Monday, September 1, 2008

NATO on the hot seat for killing civilians

The NATO mission in Afghanistan is again facing criticism for killing civilians. In the latest mishap, three Afghani children were killed when a NATO patrol fired on a group of insurgents, but accidentally hit a nearby house.

This incident comes less than two weeks after the Afghani government accused NATO forces of killing up to 90 civilians. Last night 60 Minutes just happened to run a story on this earlier event, visiting the small village east of the capital, Kabul, that was the site of the attack and talking to the locals.

They claim that a group of insurgents, a group unknown to the villagers, fired a mortar in the direction of a nearby NATO outpost. The NATO outpost responded with mortar fire directed at the village, and by calling in an air strike from the U.S. Air Force. Aircraft dropped two 2,000-pound bombs on the small village of mud and brick walled houses, killing dozens in the process, even wiping out entire families.

60 Minutes also talked with officials from the U.S. military about the incident. The military does say that a battle happened, and that unfortunately some civilians were killed, though the military claims only five casualties were civilians, with 25 others being militant fighters. The U.S./NATO position is that casualty claims made by Afghanis are unreliable because Taliban insurgents, and villagers who support them, will regularly inflate casualty claims among civilians to try to undermine NATO's efforts in the country by painting them as gun-happy killers to turn the population at-large against them.
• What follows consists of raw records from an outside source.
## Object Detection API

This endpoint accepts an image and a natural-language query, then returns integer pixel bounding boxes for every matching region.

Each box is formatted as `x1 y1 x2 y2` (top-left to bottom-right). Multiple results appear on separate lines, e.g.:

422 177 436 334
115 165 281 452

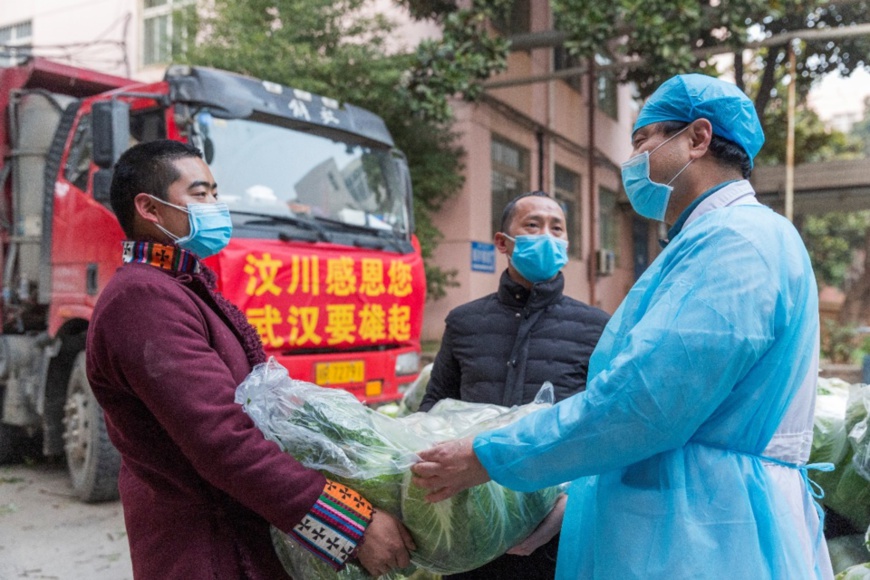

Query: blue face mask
151 195 233 258
622 125 693 222
505 234 568 284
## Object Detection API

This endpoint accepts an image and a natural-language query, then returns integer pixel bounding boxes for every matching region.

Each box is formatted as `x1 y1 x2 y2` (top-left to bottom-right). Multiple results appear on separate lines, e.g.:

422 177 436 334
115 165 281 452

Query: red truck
0 58 426 501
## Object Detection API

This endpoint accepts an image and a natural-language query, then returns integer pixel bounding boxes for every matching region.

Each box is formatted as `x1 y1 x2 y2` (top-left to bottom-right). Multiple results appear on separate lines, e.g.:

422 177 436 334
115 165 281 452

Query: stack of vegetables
236 359 560 580
810 378 870 580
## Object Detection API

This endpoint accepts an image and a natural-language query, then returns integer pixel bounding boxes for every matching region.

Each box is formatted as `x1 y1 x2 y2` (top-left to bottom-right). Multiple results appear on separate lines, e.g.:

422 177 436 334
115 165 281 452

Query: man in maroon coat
87 141 413 580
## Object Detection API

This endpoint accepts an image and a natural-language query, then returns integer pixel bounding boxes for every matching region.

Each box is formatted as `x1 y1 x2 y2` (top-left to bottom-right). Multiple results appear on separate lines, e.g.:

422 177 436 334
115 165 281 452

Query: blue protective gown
474 181 832 580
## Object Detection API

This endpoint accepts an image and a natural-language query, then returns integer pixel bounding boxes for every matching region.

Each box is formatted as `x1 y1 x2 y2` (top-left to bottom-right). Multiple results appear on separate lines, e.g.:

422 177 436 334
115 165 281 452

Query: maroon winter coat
87 264 325 580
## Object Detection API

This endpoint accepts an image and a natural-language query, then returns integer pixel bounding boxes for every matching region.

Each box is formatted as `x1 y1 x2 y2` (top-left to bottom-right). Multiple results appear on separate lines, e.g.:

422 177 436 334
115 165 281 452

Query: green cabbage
236 359 560 580
834 563 870 580
810 378 870 530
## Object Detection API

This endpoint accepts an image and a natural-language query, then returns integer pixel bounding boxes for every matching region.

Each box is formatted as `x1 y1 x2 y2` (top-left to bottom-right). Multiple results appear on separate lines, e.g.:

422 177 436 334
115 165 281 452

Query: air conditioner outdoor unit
595 248 616 276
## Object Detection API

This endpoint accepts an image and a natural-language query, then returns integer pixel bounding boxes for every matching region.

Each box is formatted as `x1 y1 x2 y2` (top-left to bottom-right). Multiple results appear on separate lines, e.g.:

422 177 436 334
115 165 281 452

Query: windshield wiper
232 211 332 242
313 216 405 252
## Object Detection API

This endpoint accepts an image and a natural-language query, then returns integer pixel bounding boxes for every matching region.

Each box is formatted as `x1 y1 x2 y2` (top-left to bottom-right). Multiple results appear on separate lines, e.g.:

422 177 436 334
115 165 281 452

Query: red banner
208 238 426 352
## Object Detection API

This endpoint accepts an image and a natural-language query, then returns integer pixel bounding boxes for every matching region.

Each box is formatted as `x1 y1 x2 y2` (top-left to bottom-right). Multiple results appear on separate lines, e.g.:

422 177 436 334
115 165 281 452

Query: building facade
0 0 657 340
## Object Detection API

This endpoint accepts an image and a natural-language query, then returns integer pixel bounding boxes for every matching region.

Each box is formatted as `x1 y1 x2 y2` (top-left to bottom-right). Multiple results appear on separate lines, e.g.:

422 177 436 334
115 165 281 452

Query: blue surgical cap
632 74 764 167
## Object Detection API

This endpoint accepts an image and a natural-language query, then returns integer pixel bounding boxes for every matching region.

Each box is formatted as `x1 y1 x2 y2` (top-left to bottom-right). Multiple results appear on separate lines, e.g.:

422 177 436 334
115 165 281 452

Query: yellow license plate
314 360 366 385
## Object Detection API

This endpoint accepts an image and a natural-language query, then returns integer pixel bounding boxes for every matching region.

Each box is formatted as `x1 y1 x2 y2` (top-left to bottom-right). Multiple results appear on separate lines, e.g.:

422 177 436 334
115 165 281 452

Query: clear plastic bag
236 359 561 578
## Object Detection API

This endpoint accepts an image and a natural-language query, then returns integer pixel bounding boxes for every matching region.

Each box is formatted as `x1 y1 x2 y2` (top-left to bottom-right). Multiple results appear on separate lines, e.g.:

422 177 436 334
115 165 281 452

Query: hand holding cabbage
236 360 560 580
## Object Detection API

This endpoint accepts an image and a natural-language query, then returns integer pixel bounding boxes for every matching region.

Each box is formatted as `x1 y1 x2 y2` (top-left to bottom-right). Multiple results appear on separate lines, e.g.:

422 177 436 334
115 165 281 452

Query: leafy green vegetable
810 379 870 530
236 359 560 580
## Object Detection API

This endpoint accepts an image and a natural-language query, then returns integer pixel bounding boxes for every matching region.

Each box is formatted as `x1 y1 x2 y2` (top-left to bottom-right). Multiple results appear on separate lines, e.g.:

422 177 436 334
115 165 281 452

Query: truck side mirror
392 149 416 234
91 99 130 169
91 169 115 205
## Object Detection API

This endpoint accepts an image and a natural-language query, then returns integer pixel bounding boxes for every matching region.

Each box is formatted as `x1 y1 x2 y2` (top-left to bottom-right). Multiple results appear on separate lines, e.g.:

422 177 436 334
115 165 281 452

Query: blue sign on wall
471 242 495 272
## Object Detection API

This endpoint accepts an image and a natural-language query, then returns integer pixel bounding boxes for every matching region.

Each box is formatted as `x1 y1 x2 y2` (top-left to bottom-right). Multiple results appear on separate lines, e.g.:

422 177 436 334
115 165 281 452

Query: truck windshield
194 112 408 234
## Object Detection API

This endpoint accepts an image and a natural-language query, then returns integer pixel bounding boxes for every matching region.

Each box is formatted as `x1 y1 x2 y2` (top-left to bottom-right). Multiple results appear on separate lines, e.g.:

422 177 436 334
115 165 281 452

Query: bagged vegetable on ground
810 378 870 530
236 359 560 579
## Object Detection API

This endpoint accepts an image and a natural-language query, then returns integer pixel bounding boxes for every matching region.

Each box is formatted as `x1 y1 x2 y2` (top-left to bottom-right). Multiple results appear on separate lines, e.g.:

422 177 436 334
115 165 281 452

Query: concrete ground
0 462 133 580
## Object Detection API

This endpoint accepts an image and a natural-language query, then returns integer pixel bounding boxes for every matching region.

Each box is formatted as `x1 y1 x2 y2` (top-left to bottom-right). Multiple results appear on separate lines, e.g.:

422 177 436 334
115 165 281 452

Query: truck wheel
0 389 23 465
0 423 21 465
63 352 121 503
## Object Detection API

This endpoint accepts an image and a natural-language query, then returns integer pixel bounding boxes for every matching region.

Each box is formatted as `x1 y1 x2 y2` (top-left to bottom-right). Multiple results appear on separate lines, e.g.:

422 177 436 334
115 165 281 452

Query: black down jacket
420 270 610 411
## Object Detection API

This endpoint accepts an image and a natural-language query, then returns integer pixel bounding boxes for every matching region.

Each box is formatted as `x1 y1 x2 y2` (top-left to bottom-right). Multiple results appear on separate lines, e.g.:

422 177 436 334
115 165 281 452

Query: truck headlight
396 352 420 377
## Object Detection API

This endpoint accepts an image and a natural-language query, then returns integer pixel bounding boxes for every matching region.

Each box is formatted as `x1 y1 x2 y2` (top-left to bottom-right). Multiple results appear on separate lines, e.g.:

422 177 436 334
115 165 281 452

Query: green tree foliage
552 0 870 125
851 97 870 157
186 0 484 299
398 0 513 122
756 99 864 165
801 211 870 288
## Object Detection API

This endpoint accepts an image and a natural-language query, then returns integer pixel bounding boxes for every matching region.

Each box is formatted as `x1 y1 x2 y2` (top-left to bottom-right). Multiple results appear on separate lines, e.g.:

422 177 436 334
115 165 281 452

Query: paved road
0 462 133 580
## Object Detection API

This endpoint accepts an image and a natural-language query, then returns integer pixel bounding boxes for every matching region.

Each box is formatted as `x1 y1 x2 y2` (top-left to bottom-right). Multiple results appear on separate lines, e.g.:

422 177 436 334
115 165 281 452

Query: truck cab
0 59 425 501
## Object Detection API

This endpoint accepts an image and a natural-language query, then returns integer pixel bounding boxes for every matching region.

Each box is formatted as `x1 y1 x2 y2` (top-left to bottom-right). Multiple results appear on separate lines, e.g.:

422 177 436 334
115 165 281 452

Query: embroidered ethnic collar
124 240 202 274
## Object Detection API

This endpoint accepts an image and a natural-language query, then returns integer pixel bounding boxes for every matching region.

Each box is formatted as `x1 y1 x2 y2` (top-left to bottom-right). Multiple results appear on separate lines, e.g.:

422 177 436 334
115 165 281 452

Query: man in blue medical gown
413 74 833 580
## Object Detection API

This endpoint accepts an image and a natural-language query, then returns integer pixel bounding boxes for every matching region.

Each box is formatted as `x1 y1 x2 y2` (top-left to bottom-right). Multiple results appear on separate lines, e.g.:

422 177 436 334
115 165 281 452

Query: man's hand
411 438 490 502
507 494 568 556
357 510 417 578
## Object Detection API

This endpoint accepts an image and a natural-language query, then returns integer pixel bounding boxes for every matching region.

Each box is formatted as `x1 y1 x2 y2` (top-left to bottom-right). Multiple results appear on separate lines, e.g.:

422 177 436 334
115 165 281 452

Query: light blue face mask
622 125 694 222
505 234 568 284
151 195 233 258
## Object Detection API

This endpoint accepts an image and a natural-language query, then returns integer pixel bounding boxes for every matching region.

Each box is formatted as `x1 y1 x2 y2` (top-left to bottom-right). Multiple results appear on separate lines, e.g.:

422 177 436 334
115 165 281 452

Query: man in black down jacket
420 191 610 580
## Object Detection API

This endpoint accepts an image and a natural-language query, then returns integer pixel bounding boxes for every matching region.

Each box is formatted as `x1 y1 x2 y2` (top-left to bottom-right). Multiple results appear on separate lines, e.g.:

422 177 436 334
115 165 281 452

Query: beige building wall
423 2 640 340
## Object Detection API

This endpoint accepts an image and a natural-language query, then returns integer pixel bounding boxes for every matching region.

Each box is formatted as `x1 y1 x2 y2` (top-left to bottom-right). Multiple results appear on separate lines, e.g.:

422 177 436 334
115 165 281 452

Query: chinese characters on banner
243 252 413 349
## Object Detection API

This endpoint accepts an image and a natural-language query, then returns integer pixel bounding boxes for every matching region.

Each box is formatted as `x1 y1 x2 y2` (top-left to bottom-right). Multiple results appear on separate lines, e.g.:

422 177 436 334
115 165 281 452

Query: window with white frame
0 20 33 67
598 187 619 262
553 165 583 258
595 54 619 119
142 0 196 66
490 135 531 234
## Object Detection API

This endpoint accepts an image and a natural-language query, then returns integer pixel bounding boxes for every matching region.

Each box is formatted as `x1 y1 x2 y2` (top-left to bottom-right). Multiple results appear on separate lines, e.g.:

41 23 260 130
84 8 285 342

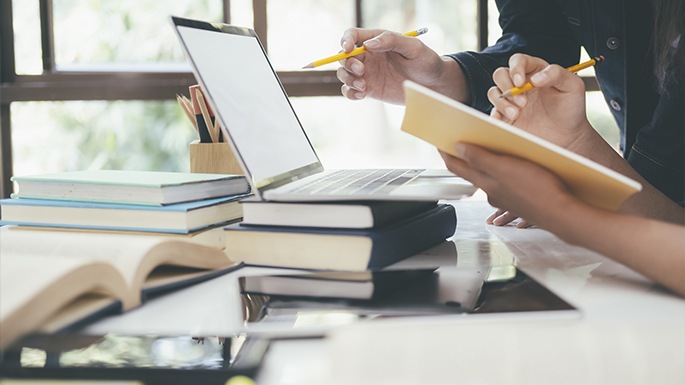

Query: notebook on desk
171 17 476 201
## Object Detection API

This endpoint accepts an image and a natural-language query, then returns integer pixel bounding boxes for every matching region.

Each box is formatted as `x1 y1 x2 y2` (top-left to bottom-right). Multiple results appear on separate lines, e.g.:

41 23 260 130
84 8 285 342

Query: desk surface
86 193 685 385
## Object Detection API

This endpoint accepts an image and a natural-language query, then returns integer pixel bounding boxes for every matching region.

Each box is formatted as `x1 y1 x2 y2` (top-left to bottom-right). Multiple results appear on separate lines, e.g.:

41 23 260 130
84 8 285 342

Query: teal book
12 170 250 206
224 204 457 271
0 195 248 234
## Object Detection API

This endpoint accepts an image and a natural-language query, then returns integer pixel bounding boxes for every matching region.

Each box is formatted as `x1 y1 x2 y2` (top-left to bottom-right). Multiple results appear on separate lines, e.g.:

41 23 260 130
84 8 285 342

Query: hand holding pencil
500 55 604 98
302 27 428 68
488 54 596 149
328 28 444 104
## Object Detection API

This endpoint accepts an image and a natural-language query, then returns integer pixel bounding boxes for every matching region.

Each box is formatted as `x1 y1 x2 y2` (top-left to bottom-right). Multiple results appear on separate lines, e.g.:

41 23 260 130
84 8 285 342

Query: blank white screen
177 27 318 182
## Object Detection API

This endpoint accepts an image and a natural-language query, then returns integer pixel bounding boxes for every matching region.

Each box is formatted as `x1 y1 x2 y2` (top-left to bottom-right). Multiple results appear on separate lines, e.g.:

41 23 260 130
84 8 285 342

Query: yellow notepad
402 81 642 210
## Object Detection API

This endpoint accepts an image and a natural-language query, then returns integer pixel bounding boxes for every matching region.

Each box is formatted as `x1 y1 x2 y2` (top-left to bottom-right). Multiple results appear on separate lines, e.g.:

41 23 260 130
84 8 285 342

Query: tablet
0 334 269 385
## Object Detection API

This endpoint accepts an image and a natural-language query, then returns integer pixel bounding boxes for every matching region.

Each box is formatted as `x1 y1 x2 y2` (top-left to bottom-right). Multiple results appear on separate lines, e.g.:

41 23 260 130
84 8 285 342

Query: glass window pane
290 97 445 169
487 0 502 45
267 0 354 70
230 0 254 28
11 100 196 175
12 0 43 75
360 0 478 54
54 0 223 69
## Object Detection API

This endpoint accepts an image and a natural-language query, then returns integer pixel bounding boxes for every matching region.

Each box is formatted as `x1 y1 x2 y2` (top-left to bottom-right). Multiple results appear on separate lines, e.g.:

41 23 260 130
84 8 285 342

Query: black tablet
0 334 269 385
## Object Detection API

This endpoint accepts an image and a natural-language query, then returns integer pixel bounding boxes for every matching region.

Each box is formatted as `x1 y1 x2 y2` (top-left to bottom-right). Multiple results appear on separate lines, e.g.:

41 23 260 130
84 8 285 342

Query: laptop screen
173 18 320 187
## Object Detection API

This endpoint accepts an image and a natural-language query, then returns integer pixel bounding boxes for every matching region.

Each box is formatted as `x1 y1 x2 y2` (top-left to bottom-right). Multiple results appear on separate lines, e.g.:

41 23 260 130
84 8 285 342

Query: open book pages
0 226 239 344
402 81 642 210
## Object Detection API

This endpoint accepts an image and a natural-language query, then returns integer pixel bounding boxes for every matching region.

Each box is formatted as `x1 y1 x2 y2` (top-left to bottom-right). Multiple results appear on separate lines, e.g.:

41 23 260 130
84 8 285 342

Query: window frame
0 0 592 198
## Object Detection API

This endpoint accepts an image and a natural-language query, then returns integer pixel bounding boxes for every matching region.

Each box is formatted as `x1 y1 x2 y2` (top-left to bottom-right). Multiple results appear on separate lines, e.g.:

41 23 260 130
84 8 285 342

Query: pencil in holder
190 140 243 175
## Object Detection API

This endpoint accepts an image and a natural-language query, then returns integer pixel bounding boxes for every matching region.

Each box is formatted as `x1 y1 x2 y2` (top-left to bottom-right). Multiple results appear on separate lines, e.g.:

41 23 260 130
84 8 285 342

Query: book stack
224 198 457 271
0 170 249 249
0 170 249 349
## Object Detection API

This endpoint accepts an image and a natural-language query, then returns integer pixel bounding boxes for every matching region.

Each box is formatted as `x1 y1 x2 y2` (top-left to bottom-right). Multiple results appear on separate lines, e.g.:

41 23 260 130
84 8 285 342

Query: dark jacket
450 0 685 205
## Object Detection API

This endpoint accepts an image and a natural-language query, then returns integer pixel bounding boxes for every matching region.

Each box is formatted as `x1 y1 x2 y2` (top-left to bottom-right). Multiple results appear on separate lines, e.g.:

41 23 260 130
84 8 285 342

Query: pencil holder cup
190 140 243 175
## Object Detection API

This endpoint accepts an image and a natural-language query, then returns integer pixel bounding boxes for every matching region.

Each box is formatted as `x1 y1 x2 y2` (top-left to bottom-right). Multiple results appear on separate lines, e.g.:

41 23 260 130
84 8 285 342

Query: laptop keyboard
290 169 424 195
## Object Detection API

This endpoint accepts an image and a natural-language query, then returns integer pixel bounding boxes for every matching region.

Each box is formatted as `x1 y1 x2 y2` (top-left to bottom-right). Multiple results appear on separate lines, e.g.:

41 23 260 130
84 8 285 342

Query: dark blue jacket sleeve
449 0 580 112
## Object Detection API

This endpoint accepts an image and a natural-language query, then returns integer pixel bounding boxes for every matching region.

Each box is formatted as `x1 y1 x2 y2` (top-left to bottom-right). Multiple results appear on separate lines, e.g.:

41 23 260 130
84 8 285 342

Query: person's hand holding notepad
402 81 642 210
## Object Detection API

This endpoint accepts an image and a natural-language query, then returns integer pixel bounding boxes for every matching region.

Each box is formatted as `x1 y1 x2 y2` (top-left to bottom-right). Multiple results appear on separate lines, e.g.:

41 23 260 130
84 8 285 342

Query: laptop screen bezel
171 16 323 199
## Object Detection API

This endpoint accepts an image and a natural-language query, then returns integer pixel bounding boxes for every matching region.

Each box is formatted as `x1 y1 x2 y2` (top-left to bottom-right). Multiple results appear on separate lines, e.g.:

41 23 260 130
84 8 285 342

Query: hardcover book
225 204 457 271
0 195 245 234
241 198 437 229
12 170 250 205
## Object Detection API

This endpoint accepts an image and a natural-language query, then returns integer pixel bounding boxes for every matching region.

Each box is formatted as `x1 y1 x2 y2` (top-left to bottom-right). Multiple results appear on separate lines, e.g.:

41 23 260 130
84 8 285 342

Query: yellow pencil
499 56 604 98
302 27 428 68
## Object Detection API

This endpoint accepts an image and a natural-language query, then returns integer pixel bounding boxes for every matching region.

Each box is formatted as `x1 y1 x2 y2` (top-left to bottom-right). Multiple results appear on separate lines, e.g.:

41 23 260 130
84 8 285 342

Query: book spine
368 204 457 269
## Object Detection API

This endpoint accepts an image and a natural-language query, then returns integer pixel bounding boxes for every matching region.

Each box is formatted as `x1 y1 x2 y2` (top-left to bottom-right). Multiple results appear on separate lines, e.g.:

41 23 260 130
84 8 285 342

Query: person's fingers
530 64 585 93
488 87 520 122
492 211 518 226
509 53 549 87
363 31 423 58
492 67 515 92
339 57 365 76
340 84 366 100
340 28 385 52
336 67 366 92
490 108 507 121
485 209 507 225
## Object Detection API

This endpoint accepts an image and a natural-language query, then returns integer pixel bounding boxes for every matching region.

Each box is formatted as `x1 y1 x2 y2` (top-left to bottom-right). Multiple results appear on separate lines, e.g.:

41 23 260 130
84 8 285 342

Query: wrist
428 56 471 104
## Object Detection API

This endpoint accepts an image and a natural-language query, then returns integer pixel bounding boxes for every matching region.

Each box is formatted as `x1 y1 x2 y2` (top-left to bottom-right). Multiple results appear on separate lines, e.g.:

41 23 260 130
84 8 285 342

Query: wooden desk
87 193 685 385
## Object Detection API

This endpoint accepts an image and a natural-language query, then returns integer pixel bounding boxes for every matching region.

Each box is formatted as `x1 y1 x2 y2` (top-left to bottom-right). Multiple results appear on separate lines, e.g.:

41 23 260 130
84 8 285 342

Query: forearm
569 123 685 224
540 196 685 296
427 56 471 104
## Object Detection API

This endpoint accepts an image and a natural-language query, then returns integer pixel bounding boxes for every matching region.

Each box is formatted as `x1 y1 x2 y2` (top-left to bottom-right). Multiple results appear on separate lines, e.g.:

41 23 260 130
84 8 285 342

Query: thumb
364 31 423 57
530 64 585 92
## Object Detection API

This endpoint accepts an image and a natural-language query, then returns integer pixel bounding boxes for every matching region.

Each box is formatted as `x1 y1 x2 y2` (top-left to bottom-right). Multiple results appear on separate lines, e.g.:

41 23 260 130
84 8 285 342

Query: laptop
171 16 476 202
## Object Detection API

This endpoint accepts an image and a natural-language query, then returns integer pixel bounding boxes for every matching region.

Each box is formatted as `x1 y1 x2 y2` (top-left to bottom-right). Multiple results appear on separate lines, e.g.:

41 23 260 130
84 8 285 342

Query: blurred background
0 0 618 196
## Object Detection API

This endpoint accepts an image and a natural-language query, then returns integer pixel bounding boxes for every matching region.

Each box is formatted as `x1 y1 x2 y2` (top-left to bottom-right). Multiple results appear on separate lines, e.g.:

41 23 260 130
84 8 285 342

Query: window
0 0 608 197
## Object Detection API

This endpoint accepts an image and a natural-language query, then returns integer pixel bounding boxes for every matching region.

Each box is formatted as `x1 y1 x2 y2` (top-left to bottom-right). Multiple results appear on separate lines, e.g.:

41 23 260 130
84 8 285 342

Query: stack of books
225 198 457 271
0 170 250 349
0 170 249 248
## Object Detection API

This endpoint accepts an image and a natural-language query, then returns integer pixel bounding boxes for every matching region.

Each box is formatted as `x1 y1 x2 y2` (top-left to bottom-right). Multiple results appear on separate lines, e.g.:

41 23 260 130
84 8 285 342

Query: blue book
224 204 457 271
0 195 247 234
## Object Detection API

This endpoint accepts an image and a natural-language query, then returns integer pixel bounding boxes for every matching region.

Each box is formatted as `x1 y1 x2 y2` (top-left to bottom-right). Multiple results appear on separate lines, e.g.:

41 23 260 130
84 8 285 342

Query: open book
0 226 239 348
402 81 642 210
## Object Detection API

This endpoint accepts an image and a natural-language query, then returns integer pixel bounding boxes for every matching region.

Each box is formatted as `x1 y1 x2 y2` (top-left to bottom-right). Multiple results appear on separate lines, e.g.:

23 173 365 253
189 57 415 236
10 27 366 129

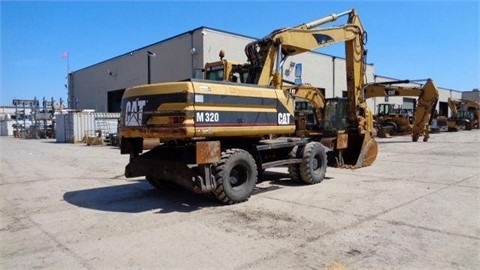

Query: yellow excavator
365 79 439 142
447 98 480 131
119 9 378 204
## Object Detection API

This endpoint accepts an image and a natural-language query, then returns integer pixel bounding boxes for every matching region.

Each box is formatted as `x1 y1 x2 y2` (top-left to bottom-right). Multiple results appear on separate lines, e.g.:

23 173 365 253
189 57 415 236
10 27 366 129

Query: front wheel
214 149 257 204
300 142 327 184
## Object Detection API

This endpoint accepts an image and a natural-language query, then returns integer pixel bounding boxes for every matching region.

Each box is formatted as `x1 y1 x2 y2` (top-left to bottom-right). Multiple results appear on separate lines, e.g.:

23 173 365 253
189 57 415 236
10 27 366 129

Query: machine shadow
254 171 333 189
63 179 221 214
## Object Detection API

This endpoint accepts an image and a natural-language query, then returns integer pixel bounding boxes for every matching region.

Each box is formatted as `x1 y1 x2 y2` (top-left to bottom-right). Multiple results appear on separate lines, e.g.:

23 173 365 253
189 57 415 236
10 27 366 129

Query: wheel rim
312 155 322 171
228 165 249 190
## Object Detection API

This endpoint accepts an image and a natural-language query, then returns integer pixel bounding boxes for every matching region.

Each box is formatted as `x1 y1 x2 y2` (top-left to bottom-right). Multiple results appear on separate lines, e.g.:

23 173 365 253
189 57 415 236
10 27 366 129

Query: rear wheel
214 149 257 204
300 142 327 184
288 145 303 182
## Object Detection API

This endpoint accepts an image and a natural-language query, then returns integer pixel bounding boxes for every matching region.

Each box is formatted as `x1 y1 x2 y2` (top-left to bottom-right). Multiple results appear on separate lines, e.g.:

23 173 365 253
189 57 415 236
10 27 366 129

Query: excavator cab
204 60 249 83
323 98 348 137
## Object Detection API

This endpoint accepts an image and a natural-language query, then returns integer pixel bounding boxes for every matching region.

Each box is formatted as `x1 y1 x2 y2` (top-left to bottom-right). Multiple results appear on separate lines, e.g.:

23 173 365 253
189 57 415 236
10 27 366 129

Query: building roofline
70 26 374 73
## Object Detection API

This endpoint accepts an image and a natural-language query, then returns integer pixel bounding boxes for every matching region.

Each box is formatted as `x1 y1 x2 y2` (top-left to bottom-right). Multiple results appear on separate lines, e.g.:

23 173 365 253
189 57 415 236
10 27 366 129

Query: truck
365 79 439 142
447 98 480 131
119 9 378 204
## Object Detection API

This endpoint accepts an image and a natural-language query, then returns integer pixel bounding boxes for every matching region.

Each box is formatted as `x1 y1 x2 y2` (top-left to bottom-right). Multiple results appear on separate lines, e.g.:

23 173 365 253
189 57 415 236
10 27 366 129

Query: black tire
300 142 327 184
288 145 303 182
214 149 257 204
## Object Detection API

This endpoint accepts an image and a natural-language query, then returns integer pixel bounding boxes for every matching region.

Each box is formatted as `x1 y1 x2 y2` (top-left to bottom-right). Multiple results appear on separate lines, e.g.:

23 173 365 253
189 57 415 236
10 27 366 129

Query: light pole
147 51 156 84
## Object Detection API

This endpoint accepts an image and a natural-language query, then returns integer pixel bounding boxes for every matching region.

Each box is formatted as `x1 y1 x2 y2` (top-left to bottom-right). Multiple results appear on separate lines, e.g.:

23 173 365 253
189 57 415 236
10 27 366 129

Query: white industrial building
68 27 472 116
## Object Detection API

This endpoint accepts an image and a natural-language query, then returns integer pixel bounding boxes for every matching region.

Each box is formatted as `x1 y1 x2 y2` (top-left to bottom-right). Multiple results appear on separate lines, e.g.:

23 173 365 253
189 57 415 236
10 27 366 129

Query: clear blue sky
0 0 480 105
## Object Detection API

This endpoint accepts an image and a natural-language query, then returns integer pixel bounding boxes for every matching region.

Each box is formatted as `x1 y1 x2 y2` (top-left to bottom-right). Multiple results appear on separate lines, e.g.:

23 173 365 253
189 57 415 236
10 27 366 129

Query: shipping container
55 112 120 143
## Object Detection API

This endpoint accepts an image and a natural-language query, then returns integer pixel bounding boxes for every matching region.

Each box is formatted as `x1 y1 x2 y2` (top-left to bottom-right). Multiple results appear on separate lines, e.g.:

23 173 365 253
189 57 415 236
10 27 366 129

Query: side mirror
295 63 302 85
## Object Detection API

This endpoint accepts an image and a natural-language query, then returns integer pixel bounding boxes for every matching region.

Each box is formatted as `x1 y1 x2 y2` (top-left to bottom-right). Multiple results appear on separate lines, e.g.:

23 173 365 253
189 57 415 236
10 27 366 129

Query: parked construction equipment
365 79 438 142
447 98 480 131
120 10 377 204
I have no way of knowing whether the villagers 60 Minutes talked to support the Taliban, the government of President Hamid Karzai, or neither. But I can say that their anger over the civilians killed in their village seemed both honest and deep. One older man went so far as to say that the Americans treated them worse than the Soviets ever did. The Soviet Union occupied Afghanistan for nine years during the 1980s in an occupation noted for its brutality; so to say that the Americans are now acting worse than the Soviets is quite a claim. Meanwhile, President Karzai has recently called the US/NATO forces out several times for the increasing number of civilian deaths in his country.

All in all the war in Afghanistan is not going well. The Taliban, which looked like it was defeated a couple of years ago is back with a vengeance. Their forces are said to be operating near the outskirts of Kabul (which has been the seat of Western power in the country since their overthrow), and Taliban forces are operating in larger groups, rather than in the hit-and-run strikes they have preferred in the past. Last month a well coordinated, daylong Taliban attack left 10 French troops dead and another 21 wounded.